Debido a que esta tensión es ineludible, la política como arte de hacer posible lo necesario, debe garantizar que este itinerario se realice respetando de forma rigurosa y efectiva el principio democrático. Traducir en leyes y medidas un mandato de la soberanía popular exige que el legislador se reconozca como un mediador constreñido, limitado, predispuesto a respetar la mayoría, aunque se oriente en una línea contraria a sus propios intereses y convicciones. Cuando el principio democrático no fluye, cuando la prescripción de los más numerosos no se respeta, la democracia deja de ser la base de la ley y la ley pasa a ser el límite de la democracia.

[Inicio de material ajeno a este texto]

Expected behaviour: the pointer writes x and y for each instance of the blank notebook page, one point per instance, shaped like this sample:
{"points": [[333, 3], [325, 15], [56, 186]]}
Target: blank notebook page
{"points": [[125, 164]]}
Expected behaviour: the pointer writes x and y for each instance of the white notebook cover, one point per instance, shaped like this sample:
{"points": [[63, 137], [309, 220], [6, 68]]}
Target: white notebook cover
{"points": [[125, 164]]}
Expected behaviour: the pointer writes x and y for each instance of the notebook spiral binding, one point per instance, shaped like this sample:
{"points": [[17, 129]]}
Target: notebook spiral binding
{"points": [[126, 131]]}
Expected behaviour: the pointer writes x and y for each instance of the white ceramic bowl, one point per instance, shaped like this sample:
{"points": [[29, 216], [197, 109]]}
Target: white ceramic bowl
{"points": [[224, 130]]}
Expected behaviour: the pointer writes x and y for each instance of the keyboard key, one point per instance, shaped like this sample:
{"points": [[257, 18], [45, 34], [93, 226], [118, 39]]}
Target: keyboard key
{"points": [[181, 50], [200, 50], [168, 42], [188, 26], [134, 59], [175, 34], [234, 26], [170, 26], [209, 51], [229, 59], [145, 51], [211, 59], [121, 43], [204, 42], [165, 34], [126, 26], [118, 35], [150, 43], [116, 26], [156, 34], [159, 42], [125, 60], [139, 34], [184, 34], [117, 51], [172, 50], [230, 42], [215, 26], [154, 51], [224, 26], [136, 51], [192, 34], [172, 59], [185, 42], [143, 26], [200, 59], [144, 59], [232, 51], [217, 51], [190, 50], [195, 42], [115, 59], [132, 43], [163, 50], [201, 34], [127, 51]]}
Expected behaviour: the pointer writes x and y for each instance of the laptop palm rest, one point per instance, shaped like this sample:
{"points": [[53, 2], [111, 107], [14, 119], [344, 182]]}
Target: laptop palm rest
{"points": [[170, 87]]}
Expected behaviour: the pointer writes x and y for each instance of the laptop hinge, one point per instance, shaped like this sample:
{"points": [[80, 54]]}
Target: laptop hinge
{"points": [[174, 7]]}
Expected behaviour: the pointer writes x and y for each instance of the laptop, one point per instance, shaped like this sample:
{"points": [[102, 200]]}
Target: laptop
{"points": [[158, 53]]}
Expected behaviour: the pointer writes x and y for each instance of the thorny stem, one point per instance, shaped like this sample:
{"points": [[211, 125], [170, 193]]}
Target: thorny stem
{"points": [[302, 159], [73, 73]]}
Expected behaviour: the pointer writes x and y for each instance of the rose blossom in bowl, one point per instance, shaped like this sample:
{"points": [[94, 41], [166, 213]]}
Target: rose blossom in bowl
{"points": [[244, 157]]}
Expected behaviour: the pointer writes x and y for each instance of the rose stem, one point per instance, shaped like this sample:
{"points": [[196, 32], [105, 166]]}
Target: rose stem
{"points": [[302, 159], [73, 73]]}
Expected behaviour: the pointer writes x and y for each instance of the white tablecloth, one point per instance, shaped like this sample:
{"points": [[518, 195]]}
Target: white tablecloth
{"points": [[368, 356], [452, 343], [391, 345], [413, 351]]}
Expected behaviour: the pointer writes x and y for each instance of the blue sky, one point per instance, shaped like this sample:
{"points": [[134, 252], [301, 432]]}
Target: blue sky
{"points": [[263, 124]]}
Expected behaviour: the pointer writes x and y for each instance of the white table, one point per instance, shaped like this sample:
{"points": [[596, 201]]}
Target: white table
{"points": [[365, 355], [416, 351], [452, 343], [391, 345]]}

Esto se revela en la grotesca sentencia del Tribunal Constitucional en contra de la glosa presupuestaria que buscaba garantizar la gratuidad universitaria. Es una expresión brutal de la profunda fractura que se ha instalado entre la política y lo político, y entre lo institucional y lo cotidiano. Y esta ruptura explica por qué la Constitución vigente no sólo carece de legitimidad de origen, sino que también carece de legitimidad de ejercicio, debido a que su estructura radicalmente autoritaria le otorga a la minoría que la promulgó el monopolio del poder en la definición de un futuro compartido...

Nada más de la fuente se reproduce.